- Born: Dušan Šestić 1946 (age 79–80) Banja Luka, PR Bosnia and Herzegovina, FPR Yugoslavia
- Instrument: Violin

= Dušan Šestić =

Dušan Šestić (Душан Шестић; born 1946) is a Bosnian Serb musician and composer; he composed the national anthem of Bosnia and Herzegovina.

==Early life and education==
Šestić, a Bosnian Serb, was born in Banja Luka in 1946. He studied the violin at the Music Academy in Belgrade, Serbia.

==Career==
Šestić began his professional career at the JNA Symphony Orchestra in Belgrade, Serbia. He was a musician at the Military Orchestra in Split, Croatia, where he lived from 1984 to 1991. During that time, he also performed for the Split Opera. He also composes children's music, popular music, radio music, and TV music. He also worked in theater.
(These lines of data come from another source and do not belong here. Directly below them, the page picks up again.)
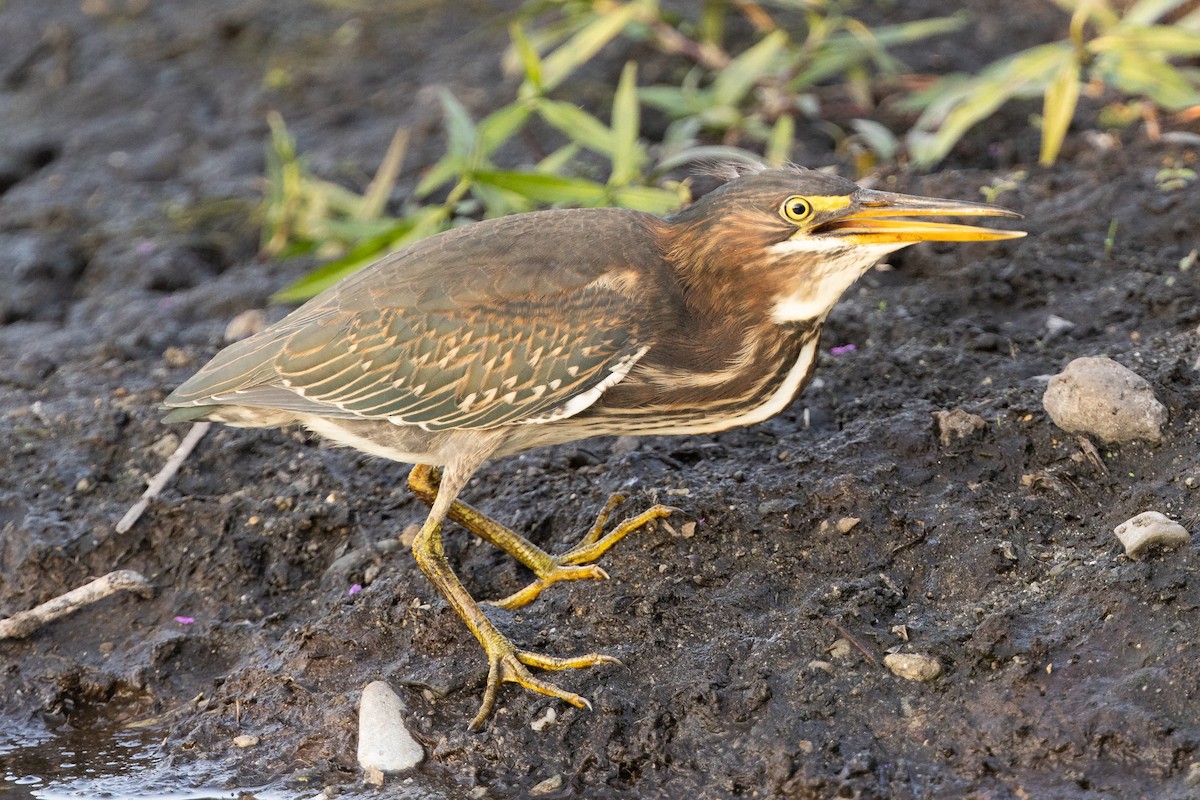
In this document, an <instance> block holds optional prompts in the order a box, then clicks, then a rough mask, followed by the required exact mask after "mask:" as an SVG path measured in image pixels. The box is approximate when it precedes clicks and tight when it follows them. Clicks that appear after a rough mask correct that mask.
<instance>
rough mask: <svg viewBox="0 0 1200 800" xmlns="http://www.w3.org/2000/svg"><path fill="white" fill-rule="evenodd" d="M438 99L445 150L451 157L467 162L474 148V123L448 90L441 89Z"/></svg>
mask: <svg viewBox="0 0 1200 800" xmlns="http://www.w3.org/2000/svg"><path fill="white" fill-rule="evenodd" d="M439 97H440V100H442V112H443V115H444V118H445V126H446V138H448V143H446V150H448V152H449V154H451V155H455V156H458V157H461V158H467V160H469V158H470V155H472V151H473V150H474V148H475V122H474V121H473V120H472V119H470V114H468V113H467V109H466V108H463V106H462V103H460V102H458V98H457V97H455V96H454V95H451V94H450V90H448V89H443V90H442V91H440V92H439Z"/></svg>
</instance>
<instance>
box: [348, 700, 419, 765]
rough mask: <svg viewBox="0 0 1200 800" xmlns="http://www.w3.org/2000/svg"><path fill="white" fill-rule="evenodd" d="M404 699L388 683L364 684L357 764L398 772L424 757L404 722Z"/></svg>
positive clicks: (360, 711) (360, 702)
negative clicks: (398, 694)
mask: <svg viewBox="0 0 1200 800" xmlns="http://www.w3.org/2000/svg"><path fill="white" fill-rule="evenodd" d="M404 711H406V708H404V702H403V700H401V699H400V696H398V694H396V692H394V691H392V690H391V686H389V685H388V684H385V682H383V681H382V680H377V681H373V682H370V684H367V686H366V688H364V690H362V699H361V700H360V702H359V765H360V766H362V769H364V770H367V771H368V772H370V771H371V770H379V771H380V772H400V771H403V770H407V769H412V768H414V766H416V765H418V764H420V763H421V759H424V758H425V750H424V748H422V747H421V745H420V744H418V741H416V740H415V739H413V734H410V733H409V732H408V728H407V727H406V726H404Z"/></svg>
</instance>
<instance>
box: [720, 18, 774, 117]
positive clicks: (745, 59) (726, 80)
mask: <svg viewBox="0 0 1200 800" xmlns="http://www.w3.org/2000/svg"><path fill="white" fill-rule="evenodd" d="M786 44H787V32H786V31H782V30H775V31H772V32H770V34H767V35H766V36H763V37H762V38H761V40H760V41H758V42H757V43H755V44H754V47H751V48H749V49H746V50H745V52H744V53H742V54H740V55H739V56H738V58H736V59H733V60H732V61H730V65H728V66H727V67H725V68H724V70H721V72H720V73H719V74H718V76H716V79H715V80H713V86H712V97H713V104H714V106H738V104H739V103H740V102H742V101H743V100H744V98H745V96H746V94H749V91H750V90H751V89H754V86H755V84H756V83H758V80H761V79H762V78H763V76H766V74H767V73H768V72H769V71H770V70H772V68H773V67H774V66H775V62H776V58H778V56H779V53H780V52H781V50H782V49H784V47H785V46H786Z"/></svg>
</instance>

In the 1990s, in need of money, Šestić composed for the state the national anthem of Bosnia and Herzegovina, which was adopted provisionally in 1998 and formally in 1999. After its adoption, some Bosnian Serbs denounced him for composing a national anthem for a country whose existence they were opposed to, whereas some Bosniaks and Bosnian Croats disliked that a Bosnian Serb, such as Šestić, composed it instead of one of their ethnic kinsmen. It is wordless, despite efforts spanning nearly two decades to get lyrics adopted for it. Šestić has expressed his disappointment at its lack of lyrics, having written proposed ones for it which were never adopted. In 2008, he and Benjamin Isović had written lyrics for the composition but they were not adopted. Though he was promised monetary compensation for those lyrics, he had not received payment as of 2015. In the late 2000s, commentators noted an aesthetic similarity of the Bosnian national anthem to Elmer Bernstein's instrumental piece "Faber College Theme" that serves as the introductory music to the 1978 film National Lampoon's Animal House, leading to accusations of plagiarism and calls for the composition to be replaced as a result. Šestić defended himself against accusations of plagiarism, saying that he could not have plagiarized Bernstein's work as he was unaware of the latter's composition.

In 2008, when the Republika Srpska was looking for entries for a new regional anthem, Šestić along with Benjamin Isovic submitted an entry, "Мајко земљо" (lit. 'Mother Earth') as a contender, though ultimately it was not chosen.

Šestić taught violin at the strings department of the Vlado Milosevic Music School in Banja Luka.

==Personal life==
Šestić's daughter, Marija Šestić, is also a musician and represented Bosnia and Herzegovina in the Eurovision Song Contest 2007 in Helsinki, Finland.